Following the league tournament, he first shown his impact to the United Football League by scoring 2 goals against one of Kaya FC's rival clubs, Global FC. However, the winger missed some games in the latter part of the UFL league due to injuries. Despite his day-to-day status entering the 2015 UFL Cup tournament, he recovered completely right before the semifinals. He put the fifth goal for the penalty shootout in the semifinals match against Stallion FC, which booked Kaya FC's place in the UFL Cup final against Ceres-La Salle FC.

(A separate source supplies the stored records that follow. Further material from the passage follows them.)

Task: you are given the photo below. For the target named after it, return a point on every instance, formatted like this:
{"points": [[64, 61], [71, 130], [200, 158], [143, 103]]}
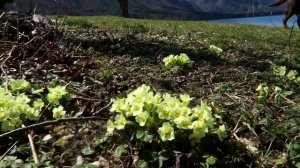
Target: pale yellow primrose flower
{"points": [[120, 122], [163, 112], [110, 127], [183, 122], [199, 128], [166, 132], [136, 109], [185, 99], [142, 118], [58, 112]]}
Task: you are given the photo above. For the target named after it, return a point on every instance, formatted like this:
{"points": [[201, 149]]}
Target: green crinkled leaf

During his first year at the club, Clark helped Kaya FC win its first piece of silverware since 2009 and earned them a spot in the 2016 AFC Cup. It was also Louis Clark's first trophy at the professional level.

Clark was named one of the eligible foreign players that Kaya FC will be using for its first major international club tournament. On 12 April 2016 he scored his first goal in an international match in their 3–0 win against Singaporean club Balestier Khalsa in the 2016 AFC Cup.

In November 2016, it was reported that Clark would be signing for S.League side Tampines Rovers for the 2017 S.League season. However, after sustaining a serious injury in December 2016, it was announced that Clark's transfer to the club was cancelled after the injury ruled him out for the entirety of the 2017 S.League season.

===Tampines Rovers===
Clark signed a contract with Tampines Rovers in November 2016. Howevern in December 2016 it was announced, that his contract was terminated, after Clark suffered a serious injury. Clark damaged his ankle, including cartilage tear, after getting his foot stuck in a pothole while jogging back home in England.

===Worthing FC===
Clark joined Worthing on 1 February 2017.

== Coaching ==
Aside from being a professional footballer, Clark is also a football coach. He was an undergraduate assistant coach for Syracuse University in 2013. Moreover, he was also the player-manager of Cobram Victory FC in 2014. He's now part of the coaching staff of Kaya FC Academy, the youth academy of his Kaya FC.